The Evaluation of Curative Effect on Treatment of Tumor Above Thalidomide Combined With Megestrol

Overview

To observe the effect of thalidomide combined with megestrol acetate on lymphocyte, inflammatory factor regulation and nutritional status in patients with advanced malignant tumors.

Full Title of Study: “Prospective Clinical Study of the Effect of Thalidomide Combined With Megestrol Acetate on Lymphocyte, Inflammatory Factor Regulation and Nutritional Status in Patients With Advanced Malignant Tumors”

Study Type

  • Study Type: Interventional
  • Study Design
    • Allocation: Randomized
    • Intervention Model: Parallel Assignment
    • Primary Purpose: Treatment
    • Masking: Single (Outcomes Assessor)
  • Study Primary Completion Date: October 10, 2020

Detailed Description

This study was to select 200 patients with advanced tumors with an estimated survival of ≥ 2 months. 50 patients were randomly assigned to each group. The patients were divided into chemotherapy group, chemotherapy combined with thalidomide and megestrol acetate group, The best supportive treatment group, the best supportive treatment combined with thalidomide and megestrol acetate group. The chemotherapy group and the best supportive treatment group were the control group. The combined group was administered continuously for 8 weeks according to thalidomide 100 mg qn po and megestrol acetate 0.16 qd po. Calculating the sum of the longest diameters of the target lesions from each patient before and 8 week after treatment. Patients in each group before treatment, 4th week, and 7th week were observed T cell subsets, B cell subsets, NK cell subsets and the expression of inflammatory cytokines.

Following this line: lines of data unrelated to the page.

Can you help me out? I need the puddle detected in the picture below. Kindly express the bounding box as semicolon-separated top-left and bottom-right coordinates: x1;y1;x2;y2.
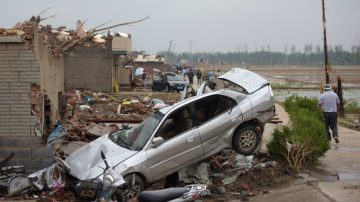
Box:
321;175;339;182
336;147;360;152
338;172;360;181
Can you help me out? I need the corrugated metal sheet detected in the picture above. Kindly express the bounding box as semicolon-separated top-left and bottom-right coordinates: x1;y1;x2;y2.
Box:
112;36;132;54
0;35;25;43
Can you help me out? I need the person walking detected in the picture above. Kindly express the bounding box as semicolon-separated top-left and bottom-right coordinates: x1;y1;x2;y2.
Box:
188;68;194;85
319;84;340;143
129;69;136;90
143;70;147;88
196;69;202;86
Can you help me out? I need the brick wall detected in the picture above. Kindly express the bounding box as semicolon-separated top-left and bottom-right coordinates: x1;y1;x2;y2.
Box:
0;41;53;173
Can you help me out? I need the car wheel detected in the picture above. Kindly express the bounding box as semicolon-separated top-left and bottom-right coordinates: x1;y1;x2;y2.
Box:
233;125;260;156
124;173;145;199
111;189;126;201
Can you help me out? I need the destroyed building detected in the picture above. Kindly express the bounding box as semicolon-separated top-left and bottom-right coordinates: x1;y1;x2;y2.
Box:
0;17;131;172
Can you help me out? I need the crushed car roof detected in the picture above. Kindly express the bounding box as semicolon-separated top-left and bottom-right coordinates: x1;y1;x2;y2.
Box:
218;68;269;93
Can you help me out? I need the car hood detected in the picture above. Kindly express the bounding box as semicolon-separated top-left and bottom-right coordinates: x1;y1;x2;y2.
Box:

Through nutritional assessment Table (PG-SGA), Multidimensional Deficit Power Meter (MFSI-SF), Quality of Life Assessment Scale (EORTC QLQ-C30), Prognostic Assessment Form (GPS), Physical Status Assessment Form (ECOG) and lean body mass, upper arm muscle circumference and upper arm muscle area analysis of the effect of thalidomide combined with megestrol acetate on the nutritional status of patients with advanced cancer which reveal that thalidomide combined with megestrol acetate may improve the immune regulation and nutritional status of patients with advanced malignant tumors mechanism.

Interventions

  • Drug: Chemotherapy drugs
    • According to the NCCN Guidelines
  • Drug: thalidomide and megestrol acetate
    • The thalidomide and megestrol acetate administration groups were administered with thalidomide 100 mg qn po and megestrol acetate 0.16 qd po for 8 weeks
  • Other: optimal support treatment
    • Patients who cannot tolerate chemotherapy and other cancer treatments receive optimal support for 8 weeks
  • Drug: thalidomide and megestrol acetate
    • The thalidomide and megestrol acetate administration groups were administered with thalidomide 100 mg qn po and megestrol acetate 0.16 qd po for 8 weeks

Arms, Groups and Cohorts

  • Experimental: chemotherapy group
    • the patients were recepted chemotherapy alone
  • Experimental: chemotherapy combined with TH and MG group
    • the patients were recepted chemotherapy combined with thalidomide and megestrol
  • Experimental: the best supportive treatment group
    • the patients were recepted the best supportive without chemotherapy
  • Experimental: the best supportive treatment combined with TH and MG group
    • the patients were recepted the best supportive combined with thalidomide and megestrol without chemotherapy

Clinical Trial Outcome Measures

Primary Measures

  • Imaging efficacy evaluation
    • Time Frame: before and 8 week after treatment
    • Clinical response Based on the Response Evaluation Criteria Solid Tumors (RECIST), the therapeutic effect was divided into complete response (CR), partial response (PR), stable disease (SD), progressive disease (PD). Investigators calculate the sum of the longest diameter of the target lesions from each patient by CT or MRI.

Secondary Measures

  • Observing the expression of lymphocyte subsets
    • Time Frame: before , the fourth and the seventh weeks of treatment
    • Patients were detected Lymphocyte subgroups of 2 ml peripheral blood by Flow cytometer (BD FACSCalibur), which inclunde the T cell subsets, NK cell subset, B cell subset(percentage)
  • Observing the expression of inflammatory factors
    • Time Frame: before , the fourth and the seventh weeks of treatment
    • 2 ml of peripheral blood was taken from each patient. Flow cytometry was used to detect changes of inflammatory factor expression which include the IL-2, IL- 4, IL-5, IL-6, IL-9, IL-10, IL-13, IL-17A, IL-17F, IL-21, IL-22, IFN-γ and TNF-α(ug/ml)
  • Nutritional assessment
    • Time Frame: before , the fourth and the seventh weeks of treatment
    • Scored Patient-Generated Subjiective Global Assessment(PG-SGA)form was used in the present study. The total score of PG-SGA is summed by the following four subscale scores(A+B+C+D). The first measurement score(A)is self-assessed by the subject and consists of the following four parts: Weight Table(0-4),Eating Situation Table(0-6),Symptom Table (0-22),Activity and Body Function Table(0-3). The remaining three measurements are completed by trained registered clinical physicians, dieticians,and nurses: Scale of relationship between disease and nutritional needs(B)(0-6),Metabolic demand scale(C)(0-9),Physical examination scale(D)(0-24). The scoring was controlled by one researcher (H.R). The lower scores represent a better outcome and the higher scores represent a worse outcome.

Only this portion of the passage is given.